Imagine how badly I wanted to scream like a little biotch, pick up the scale & throw it through the wall of windows, when the weight scale at Bally's said that I gained 4 lbs in less than a week! All of the discipline & self-control over food for what? I've sweated buckets on the treadmill & elliptical machines, only to GAIN weight???....WTF!!!???
After about 15 seconds of my mental freaking out & it occurs to me that, just maybe, the calibration of the scale was off....so I set the scale to zero, and yes, thank you Jebus, some asshat had adjusted the scale by several pounds. I tried to adjust it back, but the damn thing wasn't cooperating. So at this point, I clapped my hands & shouted: "Oy, Shop boy!" I called the guy at the front desk over for help.
The guy that comes over is probably barely a day over 18 (with a body that is nothing short of amazing), and is a mouth breather. I was so tempted to reach up and fondle his rather plump package and close his mouth.

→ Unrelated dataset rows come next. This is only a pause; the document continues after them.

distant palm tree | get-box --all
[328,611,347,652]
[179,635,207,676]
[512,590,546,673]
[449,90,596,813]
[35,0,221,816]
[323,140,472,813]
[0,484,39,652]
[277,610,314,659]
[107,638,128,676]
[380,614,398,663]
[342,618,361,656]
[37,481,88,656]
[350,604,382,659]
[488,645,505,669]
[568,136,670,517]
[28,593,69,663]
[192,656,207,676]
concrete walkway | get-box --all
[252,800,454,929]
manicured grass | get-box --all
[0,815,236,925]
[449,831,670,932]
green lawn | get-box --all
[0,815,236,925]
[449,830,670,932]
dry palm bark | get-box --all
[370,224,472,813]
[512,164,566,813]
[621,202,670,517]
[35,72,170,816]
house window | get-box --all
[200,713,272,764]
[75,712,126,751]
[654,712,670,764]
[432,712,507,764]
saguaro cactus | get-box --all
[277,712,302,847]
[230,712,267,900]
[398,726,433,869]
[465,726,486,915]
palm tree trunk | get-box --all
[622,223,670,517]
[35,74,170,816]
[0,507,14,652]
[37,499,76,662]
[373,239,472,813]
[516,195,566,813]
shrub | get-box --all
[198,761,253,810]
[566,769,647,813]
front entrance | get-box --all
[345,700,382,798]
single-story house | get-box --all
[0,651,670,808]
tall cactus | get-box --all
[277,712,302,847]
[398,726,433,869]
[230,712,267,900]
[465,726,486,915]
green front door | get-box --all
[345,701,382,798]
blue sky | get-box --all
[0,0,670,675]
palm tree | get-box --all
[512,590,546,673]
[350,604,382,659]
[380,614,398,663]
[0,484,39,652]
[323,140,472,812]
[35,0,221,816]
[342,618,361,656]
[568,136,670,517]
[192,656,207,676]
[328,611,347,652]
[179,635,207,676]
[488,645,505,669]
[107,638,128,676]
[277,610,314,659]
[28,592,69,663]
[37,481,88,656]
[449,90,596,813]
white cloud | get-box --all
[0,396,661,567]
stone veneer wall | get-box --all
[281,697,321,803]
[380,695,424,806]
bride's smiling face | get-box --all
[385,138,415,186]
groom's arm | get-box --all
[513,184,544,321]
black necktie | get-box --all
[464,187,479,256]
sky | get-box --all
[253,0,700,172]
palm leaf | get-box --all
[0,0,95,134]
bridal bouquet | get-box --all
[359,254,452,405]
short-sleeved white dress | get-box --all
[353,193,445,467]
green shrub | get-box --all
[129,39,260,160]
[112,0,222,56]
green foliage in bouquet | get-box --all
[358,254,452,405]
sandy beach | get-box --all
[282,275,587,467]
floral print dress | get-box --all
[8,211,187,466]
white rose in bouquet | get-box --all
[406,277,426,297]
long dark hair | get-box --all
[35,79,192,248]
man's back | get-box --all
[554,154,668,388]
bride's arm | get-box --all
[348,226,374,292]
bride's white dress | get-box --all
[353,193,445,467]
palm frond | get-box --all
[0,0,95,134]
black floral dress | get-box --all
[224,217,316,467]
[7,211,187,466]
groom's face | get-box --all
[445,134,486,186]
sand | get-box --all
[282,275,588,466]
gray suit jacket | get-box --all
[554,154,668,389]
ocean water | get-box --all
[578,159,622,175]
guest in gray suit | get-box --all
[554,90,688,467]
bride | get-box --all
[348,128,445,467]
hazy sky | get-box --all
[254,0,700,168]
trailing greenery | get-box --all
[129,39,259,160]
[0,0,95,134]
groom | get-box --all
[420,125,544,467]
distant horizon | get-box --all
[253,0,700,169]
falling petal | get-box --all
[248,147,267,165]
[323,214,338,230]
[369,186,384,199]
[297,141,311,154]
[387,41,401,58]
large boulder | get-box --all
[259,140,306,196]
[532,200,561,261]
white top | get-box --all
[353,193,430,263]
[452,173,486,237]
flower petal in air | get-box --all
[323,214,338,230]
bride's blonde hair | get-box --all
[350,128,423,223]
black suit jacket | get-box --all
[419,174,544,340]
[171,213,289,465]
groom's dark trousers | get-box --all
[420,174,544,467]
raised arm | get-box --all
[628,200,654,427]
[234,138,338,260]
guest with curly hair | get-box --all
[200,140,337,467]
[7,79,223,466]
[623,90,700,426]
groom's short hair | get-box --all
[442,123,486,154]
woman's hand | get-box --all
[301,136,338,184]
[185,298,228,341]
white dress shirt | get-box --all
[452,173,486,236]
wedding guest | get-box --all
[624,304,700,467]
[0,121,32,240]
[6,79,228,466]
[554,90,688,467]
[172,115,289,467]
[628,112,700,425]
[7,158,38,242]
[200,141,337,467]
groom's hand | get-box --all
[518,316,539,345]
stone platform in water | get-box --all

I explained to him what's wrong with the scale and he tells me: "dude, all the scales are like that.....it's to allow for the weight of the heavy metal part that you stand on.".....I disagreed & he continued to try to convince me that he's right.....after a quick look around the lobby, I see that it's just the 2 of us.
He won't listen to reason and frankly, with him standing so close to me, bulging in all the right places, I'm getting a little turned on.....so I decide to thank him for his 'help' and head on home....I should probably wait until the end of the week to weigh in anyway.
As I make my way toward my car, I can't help but wonder: Why are the pretty ones always dumb as hell?